Step 2, respectively extracting the features of the input left image and the input right image according to the feature extraction network method provided in the step 1, and setting the obtained features as F₁、F₂；

Step 3, according to the extracted left and right image characteristics F₁And F₂And stacking the characteristics of the corresponding parallax positions of the left and right images to obtain the costvolume of 4D.

And 4, based on the constructed 4Dcostvolume, performing cost aggregation by using a 3DCNN sub-network to obtain the log-likelihood estimation of the parallax value, upsampling the resolution of the original image to obtain the log-likelihood estimation of the possible parallax value of each pixel, and performing log normalization operation to obtain a new log-likelihood estimation, wherein the new log-likelihood estimation is defined as L.

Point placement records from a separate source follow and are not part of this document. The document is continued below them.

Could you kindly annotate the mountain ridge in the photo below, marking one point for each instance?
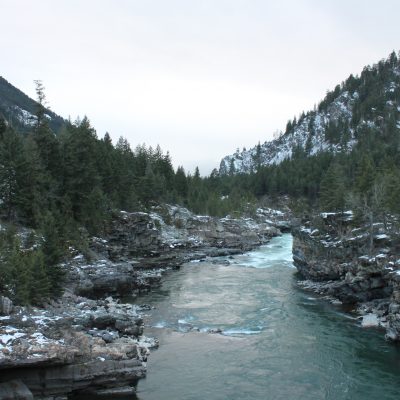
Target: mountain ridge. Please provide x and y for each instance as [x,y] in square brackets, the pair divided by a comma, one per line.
[19,110]
[368,100]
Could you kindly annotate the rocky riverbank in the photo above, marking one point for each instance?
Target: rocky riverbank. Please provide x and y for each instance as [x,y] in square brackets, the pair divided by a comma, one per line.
[89,341]
[353,264]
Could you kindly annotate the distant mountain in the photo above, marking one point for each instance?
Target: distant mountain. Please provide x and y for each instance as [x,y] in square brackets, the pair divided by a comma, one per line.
[369,101]
[19,109]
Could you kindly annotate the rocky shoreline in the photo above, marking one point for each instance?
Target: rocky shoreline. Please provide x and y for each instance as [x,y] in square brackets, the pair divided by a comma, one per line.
[352,264]
[89,342]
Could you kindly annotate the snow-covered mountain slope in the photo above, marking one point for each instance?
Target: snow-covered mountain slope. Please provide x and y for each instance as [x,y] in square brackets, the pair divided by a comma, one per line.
[19,110]
[368,101]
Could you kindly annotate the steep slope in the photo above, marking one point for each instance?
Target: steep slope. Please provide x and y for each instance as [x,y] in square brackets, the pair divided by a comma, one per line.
[19,109]
[368,102]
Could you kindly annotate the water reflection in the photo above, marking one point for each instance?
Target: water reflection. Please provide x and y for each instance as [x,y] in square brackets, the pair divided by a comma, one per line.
[277,341]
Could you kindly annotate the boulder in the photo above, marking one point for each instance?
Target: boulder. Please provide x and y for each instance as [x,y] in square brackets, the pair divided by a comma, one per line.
[15,390]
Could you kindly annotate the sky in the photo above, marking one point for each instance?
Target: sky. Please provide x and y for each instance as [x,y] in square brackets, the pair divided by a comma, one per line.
[200,78]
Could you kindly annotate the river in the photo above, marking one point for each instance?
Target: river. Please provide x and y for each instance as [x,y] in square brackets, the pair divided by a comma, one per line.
[277,341]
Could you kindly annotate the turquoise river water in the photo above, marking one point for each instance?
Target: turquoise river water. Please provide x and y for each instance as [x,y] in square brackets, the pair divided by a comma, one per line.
[277,341]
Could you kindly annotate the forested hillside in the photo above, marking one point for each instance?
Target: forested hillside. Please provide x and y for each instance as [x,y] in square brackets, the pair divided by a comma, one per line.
[19,109]
[65,187]
[345,152]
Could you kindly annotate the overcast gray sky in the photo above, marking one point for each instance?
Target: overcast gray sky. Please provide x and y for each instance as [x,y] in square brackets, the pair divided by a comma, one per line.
[200,78]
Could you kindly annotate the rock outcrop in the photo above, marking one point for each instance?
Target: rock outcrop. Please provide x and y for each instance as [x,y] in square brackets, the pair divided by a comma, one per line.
[89,342]
[356,265]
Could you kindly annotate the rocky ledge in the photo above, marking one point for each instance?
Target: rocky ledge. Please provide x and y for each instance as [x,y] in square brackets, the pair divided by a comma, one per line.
[90,342]
[353,265]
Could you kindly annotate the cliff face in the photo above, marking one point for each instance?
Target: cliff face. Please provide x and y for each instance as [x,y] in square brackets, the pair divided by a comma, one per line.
[347,264]
[90,342]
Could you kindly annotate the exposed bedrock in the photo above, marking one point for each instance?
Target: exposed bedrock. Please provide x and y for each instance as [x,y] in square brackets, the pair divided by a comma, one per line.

Step 5, calculating the set real distribution according to the real parallax value of the training data; here, the true distribution is set as a gaussian distribution, and the true parallax value is set as: gt, true distribution is: di, then:

wherein, N is a parallax enumeration value, 0< i < N, and v is a preset value.

And 6, calculating cross entropy according to the log likelihood estimation and the real distribution to obtain the loss, and performing back propagation training by using the loss.

And 7, local inference: after obtaining the parallax log-likelihood distribution of each pixel, converting the parallax log-likelihood distribution into probability to obtain parallax probability distribution P_iDisparity probability distribution P_iComprises the following steps:

where N is a disparity enumeration value.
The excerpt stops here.